How do you react when you suspect a friend has been aiding your worst enemy? If you’re Rep. Ted Poe, you demand they prove their loyalty. “Pakistan has a lot of explaining to do. It seems unimaginable that Osama bin Laden was living 1,000 yards away from a military base in a million-dollar mansion built especially for him and no one in the Pakistani government knew about it,” said the Republican Congressman from Texas. On Tuesday, Poe introduced legislation that would freeze foreign aid to Pakistan until the U.S. State Department can assure Congress that rogue factions in the Pakistani government hadn’t harbored the al-Qaeda chief.
Both Republicans and Democrats have been publicly grappling with whether to reassess U.S. policy toward Pakistan in light of the fact that bin Laden has been luxuriating for up to six years in a garrison town peppered with Pakistani military officials. Both sides are split on how handle our nuclear-armed ally. “You cannot trust them and you cannot abandon them,” Lindsey Graham said, aptly distilling the Catch-22.

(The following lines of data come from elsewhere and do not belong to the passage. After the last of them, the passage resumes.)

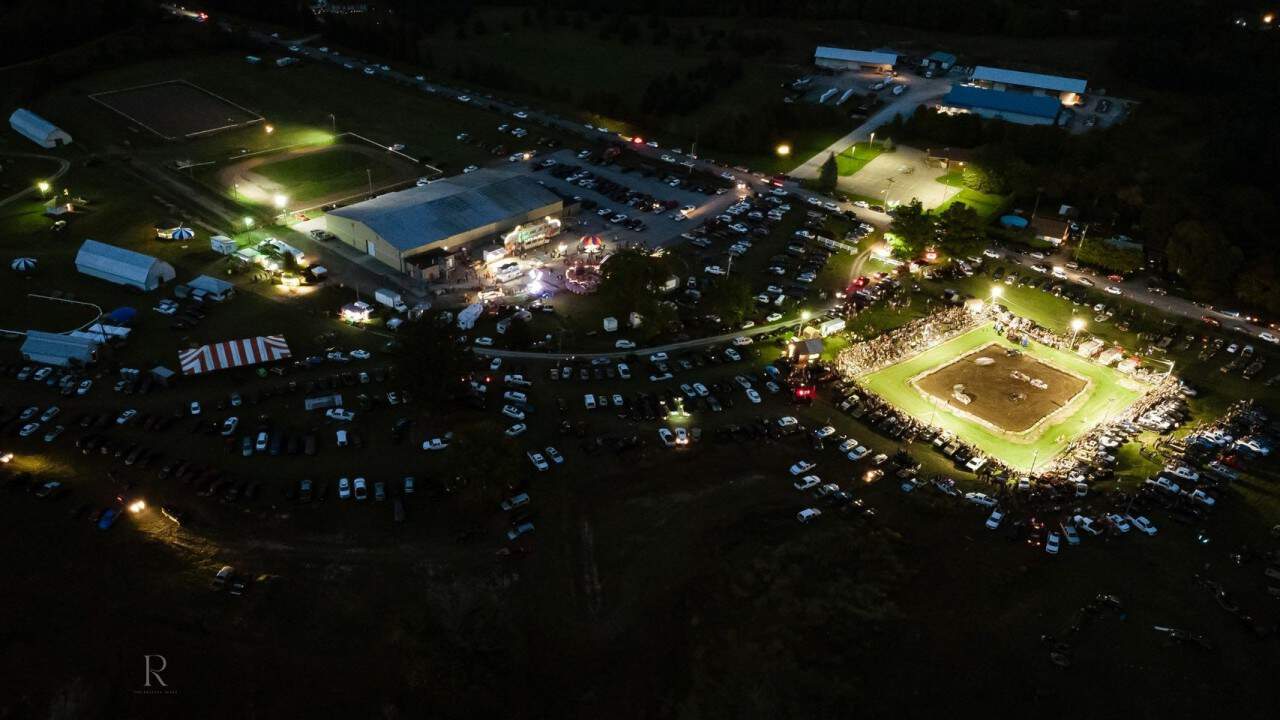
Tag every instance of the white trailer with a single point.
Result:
(469, 315)
(391, 299)
(831, 327)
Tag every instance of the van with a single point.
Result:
(223, 577)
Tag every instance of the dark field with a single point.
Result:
(1006, 402)
(176, 109)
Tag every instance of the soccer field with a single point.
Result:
(1109, 392)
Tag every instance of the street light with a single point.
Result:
(1077, 326)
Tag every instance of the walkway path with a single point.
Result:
(63, 165)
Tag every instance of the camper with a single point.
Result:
(391, 299)
(831, 327)
(469, 315)
(223, 245)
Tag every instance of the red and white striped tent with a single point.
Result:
(233, 354)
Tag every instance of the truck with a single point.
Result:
(469, 315)
(391, 299)
(831, 327)
(223, 245)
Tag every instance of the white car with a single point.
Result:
(1202, 497)
(995, 519)
(808, 514)
(538, 460)
(807, 482)
(1142, 524)
(979, 499)
(1119, 522)
(667, 437)
(801, 466)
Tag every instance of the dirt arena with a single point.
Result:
(997, 397)
(177, 109)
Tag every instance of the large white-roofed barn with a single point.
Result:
(122, 267)
(440, 218)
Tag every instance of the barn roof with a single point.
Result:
(421, 215)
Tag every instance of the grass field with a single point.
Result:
(1109, 393)
(856, 158)
(314, 176)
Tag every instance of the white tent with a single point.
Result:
(37, 130)
(122, 267)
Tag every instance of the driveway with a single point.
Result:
(918, 92)
(897, 177)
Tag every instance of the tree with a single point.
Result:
(433, 361)
(730, 297)
(960, 231)
(1202, 258)
(830, 173)
(913, 229)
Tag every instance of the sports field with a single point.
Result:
(1107, 393)
(312, 176)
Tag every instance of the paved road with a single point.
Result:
(63, 165)
(1136, 291)
(919, 91)
(638, 351)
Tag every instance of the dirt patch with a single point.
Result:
(1001, 388)
(177, 109)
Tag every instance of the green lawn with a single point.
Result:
(856, 158)
(986, 204)
(337, 169)
(1110, 393)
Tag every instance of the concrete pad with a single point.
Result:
(912, 178)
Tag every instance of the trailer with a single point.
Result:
(469, 315)
(391, 299)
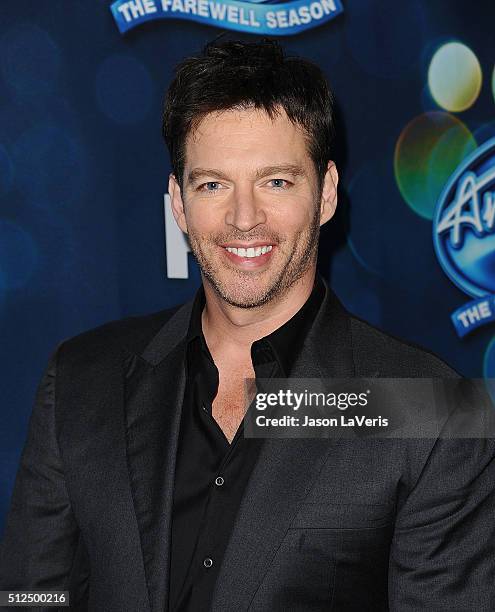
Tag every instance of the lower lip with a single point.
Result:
(249, 262)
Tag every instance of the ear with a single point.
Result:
(328, 202)
(177, 203)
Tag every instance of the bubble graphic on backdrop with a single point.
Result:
(375, 212)
(454, 77)
(49, 166)
(18, 255)
(124, 89)
(30, 62)
(484, 132)
(428, 150)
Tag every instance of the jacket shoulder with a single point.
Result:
(378, 353)
(131, 333)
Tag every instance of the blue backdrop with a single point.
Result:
(83, 171)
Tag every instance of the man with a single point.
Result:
(137, 489)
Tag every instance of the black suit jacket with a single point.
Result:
(337, 524)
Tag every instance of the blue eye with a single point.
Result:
(209, 187)
(209, 184)
(279, 186)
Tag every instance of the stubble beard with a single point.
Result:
(303, 256)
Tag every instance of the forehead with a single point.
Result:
(246, 136)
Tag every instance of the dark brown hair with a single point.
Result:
(237, 74)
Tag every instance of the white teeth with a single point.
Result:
(250, 251)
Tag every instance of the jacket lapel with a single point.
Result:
(285, 471)
(154, 389)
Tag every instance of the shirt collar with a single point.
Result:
(284, 344)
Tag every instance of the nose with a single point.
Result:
(245, 211)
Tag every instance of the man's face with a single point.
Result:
(250, 204)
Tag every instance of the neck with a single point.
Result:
(229, 327)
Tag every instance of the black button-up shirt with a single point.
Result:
(211, 474)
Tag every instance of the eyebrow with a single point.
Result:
(291, 169)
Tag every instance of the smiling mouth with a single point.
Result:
(250, 252)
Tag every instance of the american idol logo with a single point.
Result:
(464, 236)
(256, 16)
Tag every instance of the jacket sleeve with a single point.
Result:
(42, 546)
(443, 550)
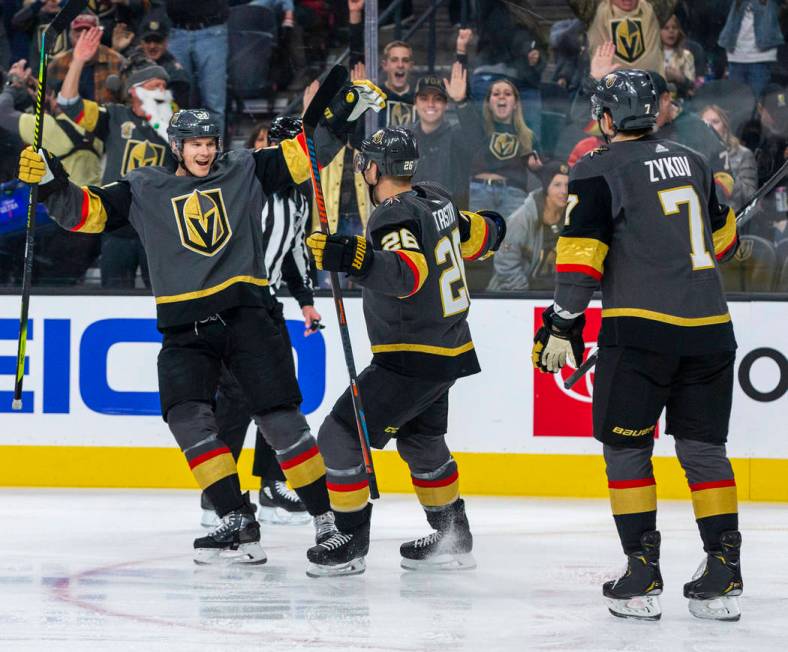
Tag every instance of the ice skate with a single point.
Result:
(236, 540)
(325, 527)
(209, 518)
(281, 505)
(448, 548)
(715, 587)
(635, 593)
(342, 553)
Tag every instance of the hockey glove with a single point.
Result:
(41, 168)
(351, 103)
(558, 341)
(340, 253)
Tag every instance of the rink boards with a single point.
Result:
(92, 415)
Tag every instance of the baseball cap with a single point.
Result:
(154, 26)
(431, 83)
(85, 21)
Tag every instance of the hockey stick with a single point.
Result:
(59, 23)
(745, 214)
(331, 85)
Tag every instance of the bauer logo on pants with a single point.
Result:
(202, 221)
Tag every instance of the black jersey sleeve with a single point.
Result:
(584, 241)
(399, 266)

Several Republicans in addition to Poe have urged for the U.S. to scale back assistance to Pakistan, which has totaled some $20 billion since the Sept. 11, 2001 attacks. “I think it is quite clear that unless we get a clear explanation of what the government of Pakistan knew about the whereabouts of Osama bin Laden, all foreign aid from American taxpayers to this nation needs to cease,” Republican Congressman Allen West said.
Party bosses aren’t so sure. “This is not a time to back away from Pakistan,” House Speaker John Boehner said. “We need more engagement, not less.” Other top Republicans, including Eric Cantor and Jon Kyl, have warned against a “knee-jerk” reaction.

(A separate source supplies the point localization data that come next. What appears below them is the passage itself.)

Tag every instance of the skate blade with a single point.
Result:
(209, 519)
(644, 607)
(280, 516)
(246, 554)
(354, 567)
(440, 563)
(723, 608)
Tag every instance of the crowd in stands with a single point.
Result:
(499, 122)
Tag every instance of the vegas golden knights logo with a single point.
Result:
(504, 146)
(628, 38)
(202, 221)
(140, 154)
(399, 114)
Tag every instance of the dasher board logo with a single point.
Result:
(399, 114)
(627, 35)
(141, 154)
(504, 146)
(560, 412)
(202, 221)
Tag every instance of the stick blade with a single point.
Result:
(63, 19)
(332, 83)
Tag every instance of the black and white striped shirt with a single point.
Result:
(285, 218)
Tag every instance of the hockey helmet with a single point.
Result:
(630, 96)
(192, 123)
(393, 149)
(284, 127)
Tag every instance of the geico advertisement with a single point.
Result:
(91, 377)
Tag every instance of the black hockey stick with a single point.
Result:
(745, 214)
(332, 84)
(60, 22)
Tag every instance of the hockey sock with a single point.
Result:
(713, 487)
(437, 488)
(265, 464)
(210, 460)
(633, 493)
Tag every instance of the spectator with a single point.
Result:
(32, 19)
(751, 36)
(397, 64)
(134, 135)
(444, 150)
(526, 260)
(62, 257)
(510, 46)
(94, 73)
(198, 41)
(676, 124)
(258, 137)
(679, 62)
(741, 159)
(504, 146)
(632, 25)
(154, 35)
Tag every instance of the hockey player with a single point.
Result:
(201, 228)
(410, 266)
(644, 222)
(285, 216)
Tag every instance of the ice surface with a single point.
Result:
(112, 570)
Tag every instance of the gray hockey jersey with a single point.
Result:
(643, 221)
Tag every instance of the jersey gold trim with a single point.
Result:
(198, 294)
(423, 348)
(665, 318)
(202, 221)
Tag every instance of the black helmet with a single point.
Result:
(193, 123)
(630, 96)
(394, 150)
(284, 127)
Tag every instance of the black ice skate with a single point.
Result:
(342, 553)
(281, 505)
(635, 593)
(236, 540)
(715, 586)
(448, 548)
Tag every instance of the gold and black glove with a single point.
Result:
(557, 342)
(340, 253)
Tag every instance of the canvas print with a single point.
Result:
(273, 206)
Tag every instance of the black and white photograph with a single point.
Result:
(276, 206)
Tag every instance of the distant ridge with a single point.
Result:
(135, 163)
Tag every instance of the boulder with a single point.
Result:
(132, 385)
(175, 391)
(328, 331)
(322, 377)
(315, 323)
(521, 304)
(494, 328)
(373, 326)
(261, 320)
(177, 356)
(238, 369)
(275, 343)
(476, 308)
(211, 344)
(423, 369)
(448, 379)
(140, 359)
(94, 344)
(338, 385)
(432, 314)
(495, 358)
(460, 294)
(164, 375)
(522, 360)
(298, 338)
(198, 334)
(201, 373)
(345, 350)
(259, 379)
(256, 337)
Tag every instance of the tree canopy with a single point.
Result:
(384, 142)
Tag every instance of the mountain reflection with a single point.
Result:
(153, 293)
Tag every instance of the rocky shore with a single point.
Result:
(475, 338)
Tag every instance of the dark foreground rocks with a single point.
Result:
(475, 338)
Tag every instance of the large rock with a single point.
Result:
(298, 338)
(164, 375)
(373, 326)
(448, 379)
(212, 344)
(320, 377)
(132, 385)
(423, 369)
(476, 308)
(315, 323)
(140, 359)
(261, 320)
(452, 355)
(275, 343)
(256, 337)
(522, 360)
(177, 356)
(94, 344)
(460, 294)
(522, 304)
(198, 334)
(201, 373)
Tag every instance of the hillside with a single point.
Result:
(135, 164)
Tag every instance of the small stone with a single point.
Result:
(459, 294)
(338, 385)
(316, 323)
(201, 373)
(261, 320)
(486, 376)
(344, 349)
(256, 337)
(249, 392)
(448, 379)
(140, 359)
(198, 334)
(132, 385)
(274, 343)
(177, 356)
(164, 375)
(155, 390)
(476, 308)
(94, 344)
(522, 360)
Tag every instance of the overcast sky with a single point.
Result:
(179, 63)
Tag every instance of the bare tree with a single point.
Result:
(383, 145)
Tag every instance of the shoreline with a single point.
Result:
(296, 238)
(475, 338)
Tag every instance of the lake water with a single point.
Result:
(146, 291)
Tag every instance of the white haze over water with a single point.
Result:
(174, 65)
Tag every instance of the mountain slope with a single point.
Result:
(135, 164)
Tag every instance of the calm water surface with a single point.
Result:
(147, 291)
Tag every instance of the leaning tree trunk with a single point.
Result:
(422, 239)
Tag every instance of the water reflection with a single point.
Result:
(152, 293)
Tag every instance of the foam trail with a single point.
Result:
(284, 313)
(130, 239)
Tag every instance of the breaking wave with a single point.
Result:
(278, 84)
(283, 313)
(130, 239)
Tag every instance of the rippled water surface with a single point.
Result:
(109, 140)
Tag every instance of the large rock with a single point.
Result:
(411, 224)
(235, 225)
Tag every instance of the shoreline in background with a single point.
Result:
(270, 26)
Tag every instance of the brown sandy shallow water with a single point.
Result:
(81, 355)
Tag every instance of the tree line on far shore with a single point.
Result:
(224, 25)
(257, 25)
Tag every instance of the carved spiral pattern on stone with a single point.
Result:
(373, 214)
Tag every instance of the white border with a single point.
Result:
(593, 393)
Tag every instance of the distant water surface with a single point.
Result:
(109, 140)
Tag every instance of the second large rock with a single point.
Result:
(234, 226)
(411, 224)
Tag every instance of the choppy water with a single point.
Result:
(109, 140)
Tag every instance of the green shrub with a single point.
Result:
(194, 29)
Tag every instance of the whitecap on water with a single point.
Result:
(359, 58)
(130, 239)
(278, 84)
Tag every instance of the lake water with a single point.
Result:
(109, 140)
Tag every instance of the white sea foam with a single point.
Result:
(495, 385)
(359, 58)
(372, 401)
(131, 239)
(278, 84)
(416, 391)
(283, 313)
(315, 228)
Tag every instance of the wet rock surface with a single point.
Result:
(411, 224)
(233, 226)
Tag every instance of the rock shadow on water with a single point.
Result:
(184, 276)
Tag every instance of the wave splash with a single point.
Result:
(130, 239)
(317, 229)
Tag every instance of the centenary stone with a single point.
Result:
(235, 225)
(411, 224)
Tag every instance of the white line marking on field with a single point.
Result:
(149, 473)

Democrats have splintered as well. “Before we send another dime, we need to know whether Pakistan truly stands with us in the fight against terrorism,” said Democratic Senator Frank Lautenberg of New Jersey. The push to freeze aid has pinned the White House in the uncomfortable position of defending an ally whose allegiances were questionable enough that the U.S kept it in the dark prior to Operation Geronimo, lest someone alert bin Laden to the strike. “I think it’s a question of the interests that we share and the cooperation that we’ve forged,” White House Press Secretary Jay Carney said. “It’s a complicated relationship. There’s no question.”

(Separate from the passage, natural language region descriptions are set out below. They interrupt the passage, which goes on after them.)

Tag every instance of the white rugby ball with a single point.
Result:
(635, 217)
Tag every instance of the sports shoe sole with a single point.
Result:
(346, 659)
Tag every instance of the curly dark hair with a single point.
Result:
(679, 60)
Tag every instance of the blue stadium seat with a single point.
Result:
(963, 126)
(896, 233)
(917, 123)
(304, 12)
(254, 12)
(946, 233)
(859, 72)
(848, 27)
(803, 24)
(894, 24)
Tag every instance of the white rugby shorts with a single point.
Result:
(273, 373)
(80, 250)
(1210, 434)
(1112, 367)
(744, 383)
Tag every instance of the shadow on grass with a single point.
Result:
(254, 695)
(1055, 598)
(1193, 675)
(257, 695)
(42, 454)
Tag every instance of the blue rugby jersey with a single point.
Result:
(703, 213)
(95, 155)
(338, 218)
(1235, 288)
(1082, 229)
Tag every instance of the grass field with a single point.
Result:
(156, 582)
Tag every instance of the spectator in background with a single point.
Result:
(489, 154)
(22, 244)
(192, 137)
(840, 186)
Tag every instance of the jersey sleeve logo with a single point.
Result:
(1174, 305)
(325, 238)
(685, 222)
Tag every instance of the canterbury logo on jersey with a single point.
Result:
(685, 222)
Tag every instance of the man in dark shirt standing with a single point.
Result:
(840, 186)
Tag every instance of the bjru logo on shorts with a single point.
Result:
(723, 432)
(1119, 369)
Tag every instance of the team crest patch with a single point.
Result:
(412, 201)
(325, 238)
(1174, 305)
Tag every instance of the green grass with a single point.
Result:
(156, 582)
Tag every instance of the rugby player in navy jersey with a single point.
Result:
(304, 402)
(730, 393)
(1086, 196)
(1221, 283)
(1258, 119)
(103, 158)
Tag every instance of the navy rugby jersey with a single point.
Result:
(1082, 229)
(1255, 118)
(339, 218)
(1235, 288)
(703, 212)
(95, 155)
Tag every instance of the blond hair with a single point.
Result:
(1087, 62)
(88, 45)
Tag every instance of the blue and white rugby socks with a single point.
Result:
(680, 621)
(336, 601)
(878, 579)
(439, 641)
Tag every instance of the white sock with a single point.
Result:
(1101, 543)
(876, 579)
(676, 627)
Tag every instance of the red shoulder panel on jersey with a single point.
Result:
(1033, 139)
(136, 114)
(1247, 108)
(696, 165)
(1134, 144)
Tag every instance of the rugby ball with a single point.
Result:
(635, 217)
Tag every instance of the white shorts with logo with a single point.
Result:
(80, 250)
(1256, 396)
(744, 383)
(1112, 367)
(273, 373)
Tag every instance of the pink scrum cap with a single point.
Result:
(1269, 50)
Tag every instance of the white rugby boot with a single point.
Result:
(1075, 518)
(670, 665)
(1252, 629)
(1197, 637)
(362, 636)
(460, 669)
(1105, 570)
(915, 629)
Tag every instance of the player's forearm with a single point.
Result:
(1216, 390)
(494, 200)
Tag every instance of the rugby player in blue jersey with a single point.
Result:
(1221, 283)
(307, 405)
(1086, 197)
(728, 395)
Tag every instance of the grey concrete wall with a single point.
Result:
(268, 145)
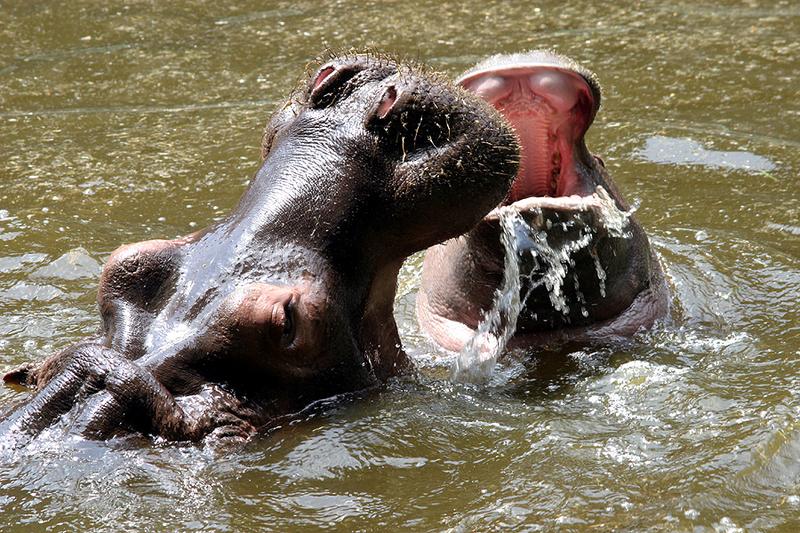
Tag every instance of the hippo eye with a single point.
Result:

The relationship is fraught on both sides. Pakistan is none too thrilled about a U.S. military incursion on its sovereign territory, and its Ministry of Foreign Affairs vented that frustration in a statement defending its contributions to the war on terrorism. “Pakistan, being mindful of its international obligations, has been extending full and proper cooperation on all counterterrorism efforts, including exchange of information and intelligence. Pursuant to such cooperation, Pakistan had arrested several high profile terrorists,” ministry officials wrote. Secretary of State Hillary Clinton stressed this point in a Monday briefing, declaring that “cooperation with Pakistan helped lead us to bin Laden and the compound in which we was hiding.”
Sunday’s raid sharpened suspicions that a key ally has been playing a double game, but those suspicions have been simmering for a long time. It hasn’t changed the fact that a working relationship remains a necessity for the U.S. As Congress tries to tighten its purse-strings, slashing billions in foreign aid to a frenemy might seem like a logical move. But judging by the reaction of party leaders, it’s unlikely to happen.